Le acababa de meter un puñetazo a ese mamón. Se había soltado los tirantes del mono a propósito para darle a su derecha mayor libertad. La carga en suspensión, enganchada en el gigantesco cabrestante de la grúa de puente, se balanceaba en el bochorno como un péndulo. Su bíceps seguía en tensión. Como todo su rostro sucio de hierro fundido.

—¡Repite eso que has dicho! —gritó Alessio por encima del estruendo—. ¡Repítelo, coño!

El chaval se tocó la magulladura que le había quedado impresa en la cara.

—¿Ves esto de aquí? —golpeó con la mano en el dorso áspero de un caldero de dieciséis toneladas.

No tenía ni dieciséis años, el chaval.

—¿Qué has dicho que hace mi hermana? —escupió un grumo de catarro—. La próxima vez que te atrevas… ¿Ves esto bien? —y señaló de nuevo el caldero—: Aquí dentro te meto y te ahogo.

Mil quinientos treinta y ocho grados, ésa es la temperatura a la que se funde la aleación. El acero no existe en la naturaleza. No es una sustancia elemental. La secreción de miles de brazos humanos, contadores eléctricos, brazos mecánicos y a veces el pelaje de un gato que acaba metido ahí dentro.

El chico bajó la mirada. Estaba recién contratado, le acababan de salir una decena de pelos en la barbilla. Todos lo miraban, los compañeros, contentos por la refriega.

—Te meto dentro y te ahogo —repitió Alessio rechinando los dientes. Después se encendió un cigarrillo.

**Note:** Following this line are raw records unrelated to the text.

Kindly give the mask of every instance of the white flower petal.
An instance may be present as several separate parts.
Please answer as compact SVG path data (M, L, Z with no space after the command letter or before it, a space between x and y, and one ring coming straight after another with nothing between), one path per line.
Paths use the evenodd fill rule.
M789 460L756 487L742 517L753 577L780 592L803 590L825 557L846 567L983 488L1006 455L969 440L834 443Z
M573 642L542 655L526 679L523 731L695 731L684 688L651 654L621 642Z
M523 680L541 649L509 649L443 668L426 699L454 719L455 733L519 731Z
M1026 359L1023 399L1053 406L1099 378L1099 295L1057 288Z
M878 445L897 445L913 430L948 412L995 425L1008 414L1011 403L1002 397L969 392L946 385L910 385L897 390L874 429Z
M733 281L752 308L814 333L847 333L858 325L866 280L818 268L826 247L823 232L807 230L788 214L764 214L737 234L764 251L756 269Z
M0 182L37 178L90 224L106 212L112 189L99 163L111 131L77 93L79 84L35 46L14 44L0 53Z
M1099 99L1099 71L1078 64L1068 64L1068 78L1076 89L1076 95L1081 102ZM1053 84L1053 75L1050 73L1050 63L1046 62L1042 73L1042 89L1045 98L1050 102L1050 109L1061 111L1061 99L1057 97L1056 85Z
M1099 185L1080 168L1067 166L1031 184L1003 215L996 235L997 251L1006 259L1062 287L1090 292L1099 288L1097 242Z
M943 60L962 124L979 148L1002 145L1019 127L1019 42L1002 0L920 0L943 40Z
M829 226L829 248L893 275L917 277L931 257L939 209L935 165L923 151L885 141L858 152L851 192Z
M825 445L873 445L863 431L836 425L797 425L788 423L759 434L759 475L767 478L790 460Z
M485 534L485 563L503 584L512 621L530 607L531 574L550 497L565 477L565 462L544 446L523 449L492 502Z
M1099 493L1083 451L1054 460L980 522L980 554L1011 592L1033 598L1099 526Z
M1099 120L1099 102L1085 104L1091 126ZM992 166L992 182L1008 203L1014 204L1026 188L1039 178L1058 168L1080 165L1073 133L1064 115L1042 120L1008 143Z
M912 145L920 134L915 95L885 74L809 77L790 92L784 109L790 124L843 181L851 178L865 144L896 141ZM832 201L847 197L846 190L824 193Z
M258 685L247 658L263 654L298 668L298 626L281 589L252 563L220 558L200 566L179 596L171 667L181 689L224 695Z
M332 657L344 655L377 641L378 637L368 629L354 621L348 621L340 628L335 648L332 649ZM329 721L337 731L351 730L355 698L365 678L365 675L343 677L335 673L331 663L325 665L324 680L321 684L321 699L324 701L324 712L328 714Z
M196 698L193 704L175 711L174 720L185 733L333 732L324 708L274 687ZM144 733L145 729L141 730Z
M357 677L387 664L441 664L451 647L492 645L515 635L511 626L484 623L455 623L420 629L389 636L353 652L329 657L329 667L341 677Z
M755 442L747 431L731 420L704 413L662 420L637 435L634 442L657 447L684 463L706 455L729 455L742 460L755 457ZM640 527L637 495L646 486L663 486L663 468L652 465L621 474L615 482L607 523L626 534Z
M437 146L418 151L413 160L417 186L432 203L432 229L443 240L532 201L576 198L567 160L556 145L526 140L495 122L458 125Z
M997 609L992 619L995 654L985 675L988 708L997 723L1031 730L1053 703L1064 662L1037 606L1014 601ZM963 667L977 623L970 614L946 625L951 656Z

Un hombre anciano, uno de mantenimiento, se encaramó a la grúa de puente para comprobar los cables e insultó a Alessio, que había dejado el caldero colgando sin ninguna precaución. Otro hombre dio la vuelta a la página del calendario Maxim, que se había quedado en mayo. Sustituyó una morena en tanga vuelta de espaldas por las tetas enormes de una rubia a horcajadas sobre una moto.

Alessio se quitó la camiseta empapada de sudor. Nadie, ni su mejor amigo siquiera, podía atreverse a hablar de su hermana… La palabra pronunciada por el chaval se le volvió a la cabeza. Tuvo que tragar un bolo enorme de saliva y limadura de hierro, para permanecer en calma.

Estaban en el centro de una explanada de hierba seca, una estepa encajada entre las verguetas y la torre negra del cuarto alto horno. Alessio tiró la colilla al suelo, la aplastó de inmediato con el pie: cualquier cosa prendería fuego a las dos de la tarde. Apagó el teclado que gobernaba el sistema de pesos y contrapesos en la grúa de puente de doce metros de alto y veinticuatro de ancho. Un zoo entero: en el cielo descollaban torres almenadas, grúas de todo género y especie. Animales oxidados de cabezas cornudas.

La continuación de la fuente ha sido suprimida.